In terms of agriculture, Qatar is relatively new to growing vegetables. Its primary crop has been date palms and dates, which have been cultivated for over 1,000 years. But fresh vegetables have only been farmed commercially in Qatar since the 1960s.
What that means is that Qatar has only around 60 years of accumulated knowledge of what vegetables can be grown successfully in the country. Much of this knowledge is anecdotal and a lot of it is spill over information from India and Pakistan where many of the vegetable varieties cultivated here originate from and where the farm hands tending these local crops also typically originate. Local farms inevitably rely on these connections to renew their seeds, whether by reimporting annuals, or seed harvesting from their own crops. The agricultural impetus in Qatar is to grow what other people grow because “that’s what we grow” and this is largely dictated and determined by the knowledge and abilities of the farm hands doing the growing.
Torba Farm has been operating as a private family farm since the 70s. More recently, it has begun commercial operations, though its efforts are centred around permaculture farming techniques that yield organic and spray-free vegetables, traditional Arabic medicinal herbs and other plant varieties, in addition to the dates the farm has always grown. Its commercial operation is small and targets niche vegetable varieties, and older seed types with a view to protecting Qatar’s traditional vegetable flora and introducing strong heritage strains to the crop population.
The farm also looks to do it in a sustainable way – using techniques that reduce the amount of water required to grow, adapting desert-growing techniques such as below ground greenhouses, and saving seeds for future planting. Part of this sustainable thinking includes the establishment of a heritage seed bank. The idea being that crops that have been grown successfully in Qatar, can over a period of time, become relied upon to successfully grow again and be naturally more resilient to the challenges of growning in Qatar. Seed collection of successfully grown crops ensures that the best vegetables can be planted again the following growing season. And so on until a heritage is established.
Genetically speaking, heritage seeds are superior. This is because they have maintained their DNA structure over a long period of time. As a result, they produce more nutrient dense fruit and vegetables and contain better flavour and texture than modern hybrids, or GMO versions. Heritage seeds also tend to be more disease resistant, germinate more reliably, and come with a historical background and knowledge about what works best for them in terms of growing conditions and cultivation.

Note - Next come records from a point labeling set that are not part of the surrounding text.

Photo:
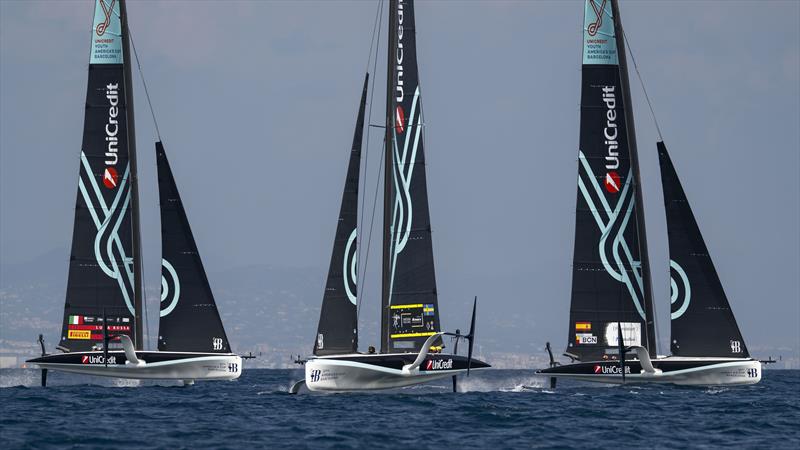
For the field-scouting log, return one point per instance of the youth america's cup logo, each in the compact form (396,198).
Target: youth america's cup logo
(407,132)
(598,11)
(613,220)
(108,10)
(108,248)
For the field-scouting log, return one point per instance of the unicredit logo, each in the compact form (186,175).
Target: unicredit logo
(399,92)
(399,120)
(612,182)
(614,370)
(110,177)
(112,140)
(439,364)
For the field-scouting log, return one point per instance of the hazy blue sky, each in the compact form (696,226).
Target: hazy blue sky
(256,103)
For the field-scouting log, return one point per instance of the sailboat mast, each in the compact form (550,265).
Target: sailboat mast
(391,52)
(650,334)
(137,242)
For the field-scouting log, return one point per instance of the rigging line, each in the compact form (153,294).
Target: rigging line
(641,82)
(660,138)
(143,285)
(376,42)
(369,236)
(375,25)
(144,83)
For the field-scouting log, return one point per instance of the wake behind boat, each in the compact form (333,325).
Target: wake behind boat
(102,332)
(411,336)
(611,336)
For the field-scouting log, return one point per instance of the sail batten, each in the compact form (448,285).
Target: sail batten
(611,292)
(337,331)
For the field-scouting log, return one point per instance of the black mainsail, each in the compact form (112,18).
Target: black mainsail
(337,332)
(189,319)
(610,276)
(410,312)
(701,317)
(104,270)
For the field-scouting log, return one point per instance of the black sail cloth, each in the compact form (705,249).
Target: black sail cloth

In time, Torba plans create a knowledge bank of information about plants and vegetables that are known as good growers in Qatar. This will go hand-in-hand with the seed collection that will continue to build, spread to home gardens and other local farms, and perhaps even be exported to other parts of the Gulf with similar growing environments.
By expanding the variety of vegetables and plants grown in Qatar and ensuring their reuse through seed saving, Qatar can ensure its heritage remains for generations.